Les mêmes résultats ont été observés chez les rongeurs qui ont reçu le Lactobacillus reuteri probiotique. De plus, le régime enrichi en tryptophane ou la bactérie probiotique a permis des améliorations significatives des lésions de la maladie cœliaque chez les souris lorsqu'elles étaient exposées au gluten.

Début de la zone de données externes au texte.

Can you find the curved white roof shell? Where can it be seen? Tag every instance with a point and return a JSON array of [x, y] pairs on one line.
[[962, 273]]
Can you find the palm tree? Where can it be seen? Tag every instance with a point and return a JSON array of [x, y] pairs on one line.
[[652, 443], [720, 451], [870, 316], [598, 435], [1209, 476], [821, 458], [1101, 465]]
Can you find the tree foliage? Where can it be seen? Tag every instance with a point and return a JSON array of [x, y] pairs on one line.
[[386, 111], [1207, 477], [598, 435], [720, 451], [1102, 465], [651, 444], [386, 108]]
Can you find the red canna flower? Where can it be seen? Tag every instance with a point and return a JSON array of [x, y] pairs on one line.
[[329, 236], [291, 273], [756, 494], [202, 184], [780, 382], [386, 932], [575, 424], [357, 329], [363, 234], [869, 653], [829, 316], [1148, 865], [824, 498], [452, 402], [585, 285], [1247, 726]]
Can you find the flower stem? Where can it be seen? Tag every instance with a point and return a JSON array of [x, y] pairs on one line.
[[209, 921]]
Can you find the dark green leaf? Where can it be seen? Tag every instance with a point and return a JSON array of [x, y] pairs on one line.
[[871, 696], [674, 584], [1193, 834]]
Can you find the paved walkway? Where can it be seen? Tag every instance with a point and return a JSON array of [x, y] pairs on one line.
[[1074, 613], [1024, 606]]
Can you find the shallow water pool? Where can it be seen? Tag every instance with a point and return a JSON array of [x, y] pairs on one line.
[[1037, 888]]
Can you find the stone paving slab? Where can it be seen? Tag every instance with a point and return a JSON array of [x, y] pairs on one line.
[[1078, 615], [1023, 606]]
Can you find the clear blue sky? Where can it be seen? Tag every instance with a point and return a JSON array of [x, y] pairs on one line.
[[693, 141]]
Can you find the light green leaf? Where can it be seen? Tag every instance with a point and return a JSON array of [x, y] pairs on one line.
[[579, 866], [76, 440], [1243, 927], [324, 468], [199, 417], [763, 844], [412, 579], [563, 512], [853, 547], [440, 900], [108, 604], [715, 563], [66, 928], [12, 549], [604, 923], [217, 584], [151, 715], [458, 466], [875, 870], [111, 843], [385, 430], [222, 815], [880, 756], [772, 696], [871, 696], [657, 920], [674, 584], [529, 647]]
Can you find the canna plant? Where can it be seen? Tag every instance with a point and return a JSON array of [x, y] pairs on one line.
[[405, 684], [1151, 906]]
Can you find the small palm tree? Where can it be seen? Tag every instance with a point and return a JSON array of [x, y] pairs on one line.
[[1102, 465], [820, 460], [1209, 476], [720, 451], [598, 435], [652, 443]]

Cette étude ouvre de nouvelles perspectives thérapeutiques pour les patients atteints de la maladie cœliaque dont le seul traitement à l'heure actuelle est un régime sans gluten strict et restrictif. Un brevet a été déposé par l'Université McMaster et l'INRAE conjointement avec l'Université de la Sorbonne, l'INSERM et l'AP-HP, afin de protéger une approche thérapeutique basée sur la modulation de l'activation de AhR par une alimentation riche en tryptophane et des probiotiques pour traiter la maladie cœliaque.
Des études complémentaires sont désormais nécessaires pour confirmer ces résultats chez l'homme, mais cette nouvelle option thérapeutique permettrait d'améliorer les symptômes et la qualité de vie des patients atteints de la maladie cœliaque. Les probiotiques contiennent des micro-organismes vivants (bactéries, levures, etc.) qui exercent un effet bénéfique sur la personne qui les ingère.
La source:
Référence du journal:
Lamas, B., et al. (2020) La production de ligand du récepteur d'hydrocarbure aryle par le microbiote intestinal est diminuée dans la maladie cœliaque entraînant une inflammation intestinale. Médecine translationnelle scientifique. doi.org/10.1126/scitranslmed.aba0624.